Echoed Ravens defensive coordinator Dean Pees, "The No. 1 priority, first of all, is just to get lined up and be ready to play. Don't be looking around, don't be talking back to somebody else and then the ball is being snapped and then you have to try to react to what's going on. You have to be out, you have to be set, you better be ready to go."

The Patriots' up-tempo attack is predicated upon being able to both run the football and throw it from a singular personnel group. They have the versatility within their skill players to run a power off-tackle play from a traditional offensive formation on one play, followed by an empty set with Brady operating from the shotgun on the next.

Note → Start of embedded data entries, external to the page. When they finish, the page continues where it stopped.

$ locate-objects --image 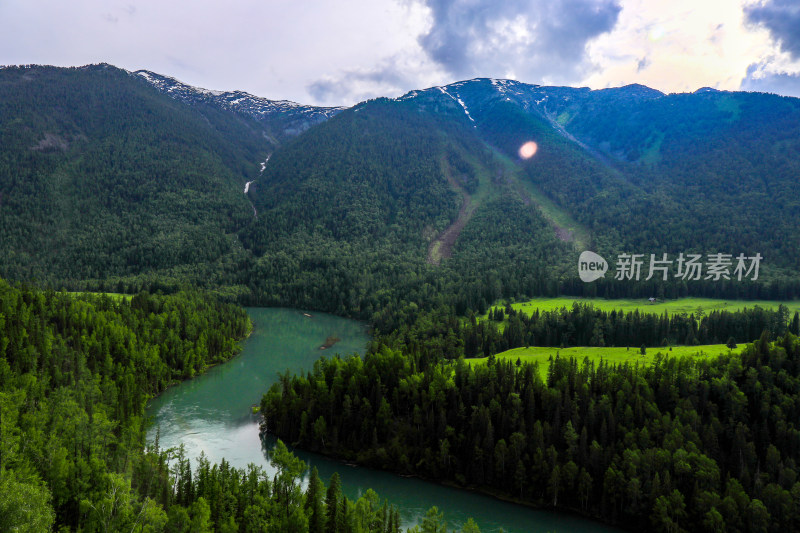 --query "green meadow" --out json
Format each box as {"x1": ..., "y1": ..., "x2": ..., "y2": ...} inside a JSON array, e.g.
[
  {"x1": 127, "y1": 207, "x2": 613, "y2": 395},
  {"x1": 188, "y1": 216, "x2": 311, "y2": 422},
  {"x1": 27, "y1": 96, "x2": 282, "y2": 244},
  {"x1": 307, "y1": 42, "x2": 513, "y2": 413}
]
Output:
[
  {"x1": 67, "y1": 291, "x2": 132, "y2": 301},
  {"x1": 482, "y1": 296, "x2": 800, "y2": 318},
  {"x1": 467, "y1": 344, "x2": 745, "y2": 377}
]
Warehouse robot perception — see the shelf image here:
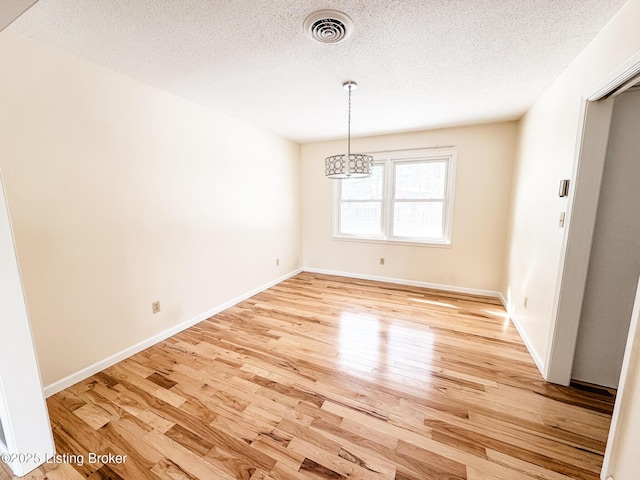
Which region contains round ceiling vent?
[304,10,353,43]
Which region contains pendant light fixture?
[324,81,373,179]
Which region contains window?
[334,150,455,245]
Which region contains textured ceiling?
[7,0,624,142]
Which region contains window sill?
[331,235,451,248]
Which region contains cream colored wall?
[302,122,516,292]
[503,0,640,371]
[0,32,302,385]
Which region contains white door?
[0,171,55,476]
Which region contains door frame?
[543,47,640,385]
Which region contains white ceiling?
[2,0,624,142]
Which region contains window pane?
[340,165,384,200]
[393,202,444,238]
[340,202,382,235]
[395,162,447,200]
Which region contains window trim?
[332,148,457,247]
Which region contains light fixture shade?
[324,153,373,178]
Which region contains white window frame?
[333,149,457,246]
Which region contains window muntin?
[334,151,455,245]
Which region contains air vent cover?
[304,10,353,43]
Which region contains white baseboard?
[303,267,504,303]
[44,268,544,397]
[44,268,302,397]
[498,293,544,378]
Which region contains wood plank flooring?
[0,273,614,480]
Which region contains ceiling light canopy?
[324,81,373,179]
[303,10,353,43]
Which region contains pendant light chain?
[324,81,373,179]
[347,83,351,160]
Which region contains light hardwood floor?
[0,273,614,480]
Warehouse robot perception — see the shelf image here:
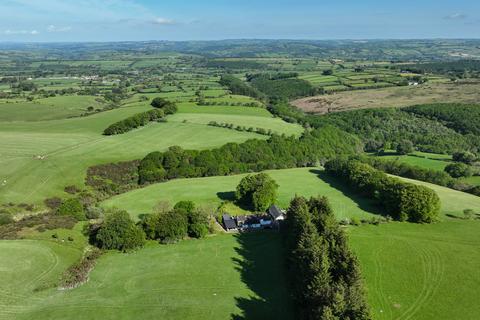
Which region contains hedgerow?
[325,159,440,223]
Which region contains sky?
[0,0,480,42]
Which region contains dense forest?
[86,126,362,194]
[249,74,316,99]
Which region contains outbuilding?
[268,204,285,221]
[222,214,238,231]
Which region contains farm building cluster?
[222,205,285,231]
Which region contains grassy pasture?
[0,104,265,203]
[102,168,480,219]
[379,152,452,171]
[102,168,378,218]
[0,96,103,122]
[7,232,293,320]
[293,83,480,113]
[349,220,480,320]
[0,97,303,204]
[0,240,82,319]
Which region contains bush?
[399,184,440,223]
[151,97,177,114]
[57,198,86,221]
[138,126,362,184]
[43,197,62,210]
[397,140,414,155]
[103,110,166,136]
[155,211,188,243]
[452,151,477,164]
[235,173,278,211]
[0,213,14,226]
[285,197,371,320]
[95,209,145,252]
[85,206,103,219]
[445,162,472,178]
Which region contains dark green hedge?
[325,159,440,223]
[138,126,361,184]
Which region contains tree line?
[103,98,177,136]
[325,159,440,223]
[137,126,361,184]
[219,74,264,100]
[285,197,371,320]
[103,110,165,136]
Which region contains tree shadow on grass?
[217,191,254,211]
[231,231,294,320]
[310,169,385,215]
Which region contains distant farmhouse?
[222,205,285,231]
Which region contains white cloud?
[445,12,467,20]
[152,17,176,25]
[47,24,72,32]
[3,29,40,36]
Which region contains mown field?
[0,97,302,208]
[0,232,293,320]
[102,168,480,219]
[349,220,480,320]
[0,96,105,122]
[380,152,480,186]
[293,82,480,114]
[0,53,480,320]
[0,216,480,320]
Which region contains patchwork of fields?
[292,82,480,114]
[102,168,480,219]
[0,91,303,204]
[0,53,480,320]
[0,232,293,319]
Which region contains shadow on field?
[217,191,254,211]
[310,169,384,215]
[231,231,293,320]
[217,191,235,201]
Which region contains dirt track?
[292,82,480,114]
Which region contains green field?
[0,232,293,320]
[0,103,278,203]
[0,240,81,319]
[103,168,480,219]
[0,96,103,122]
[350,220,480,320]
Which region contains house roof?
[222,214,237,229]
[268,204,283,219]
[245,216,260,224]
[237,216,247,223]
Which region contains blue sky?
[0,0,480,42]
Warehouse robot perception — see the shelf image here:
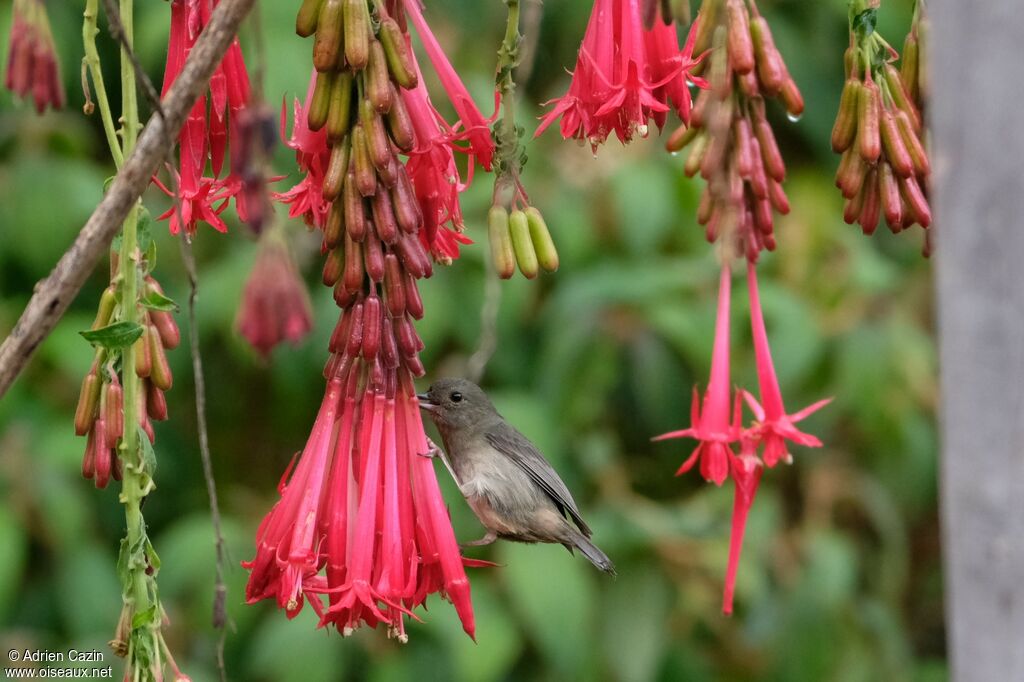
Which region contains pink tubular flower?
[722,436,764,615]
[743,262,831,467]
[4,0,65,114]
[536,0,707,152]
[244,311,475,641]
[237,232,312,357]
[157,0,249,237]
[654,265,739,485]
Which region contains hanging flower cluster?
[157,0,249,238]
[667,0,804,261]
[4,0,65,114]
[75,259,181,488]
[831,3,932,245]
[537,0,706,154]
[245,0,494,641]
[236,228,313,358]
[654,262,830,613]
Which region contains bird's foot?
[459,530,498,547]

If a defense chooses to go heavy to stop the run, the Patriots throw it. If a defense ushers out additional defensive backs to stop the pass, they run it. That's oversimplifying things, but what has become clear through 17 games is that the Patriots' offense is at its best when it pushes the tempo and can run the football effectively, balancing out its potent passing game.

That is evidenced most clearly in the fact that the Patriots are 0-4 in games in which they failed to rush for 100 yards as a team, despite the fact that Brady threw for more than 372 yards on average in those losses.

The best way to contain the Patriots' offense and prevent it from doing what it does best -- move at warp speed -- is to find a way to slow down the run. That knocks the balance off kilter, and the subsequent ripples work in an opponent's favor.

The Ravens managed to do that in the second half of their Week 3 matchup, holding the Patriots to just 29 yards rushing on 18 attempts, an even better effort than the 48 yards on 16 carries surrendered in the first half.

The threat, at least a mild one, to run the football existed in the first half for the Patriots, when they scored 20 of their 30 points. That shriveled in the second half, and so too did their lead, which eventually evaporated in the game's final seconds.

But as both the Patriots and Ravens have said this week, Week 3 no longer matters. It's a new week and a new game.

The Patriots must prove they can run the ball more effectively on Sunday than they did in September, and the Ravens must prove they can duplicate their previous success.

Using Week 3 and last Saturday, when the Ravens took on a Broncos offense that similarly runs at an up-tempo pace, as a gauge, the Patriots should expect to see a heavy dose of Baltimore's nickel package, which features four defensive linemen, two linebackers and five defensive backs, rather than their normal 3-4 front.

That typically leaves Terrence "Mount" Cody, Baltimore's behemoth nose tackle, on the sideline, watering down the Ravens' run defense. Cody was limited to just 11 snaps in 83 plays against the Patriots in Week 3, and 23 of 94 against Denver last Saturday, according to Pro Football Focus.

But Baltimore slowed Denver's running game last Saturday from its nickel group, due in large part to its ability to set the edge on the perimeter and turn everything back inside, shrinking the field (an injury to Broncos starter Knowshon Moreno was a critical blow as well).

They did the same against the Patriots in Week 3. Slowing down the running game prevented the offense from running at maximum efficiency. It is the common denominator in the four games this season in which the Patriots' offense has looked closer to mortal than unstoppable.

The Ravens' offense has clicked in the playoffs, and the vertical passing game has played a big role in that. But Baltimore doesn't want a shootout on Sunday.

The Ravens want to play the game on their terms. The Patriots want to push the tempo.

If the 19 weeks of football leading to this point have shown us anything, the key rests in the Patriots establishing the run or the Ravens being able to control it. On 13 occasions, the Patriots have done it. It's equated to 13 wins. They'll look to extend that mark on Sunday.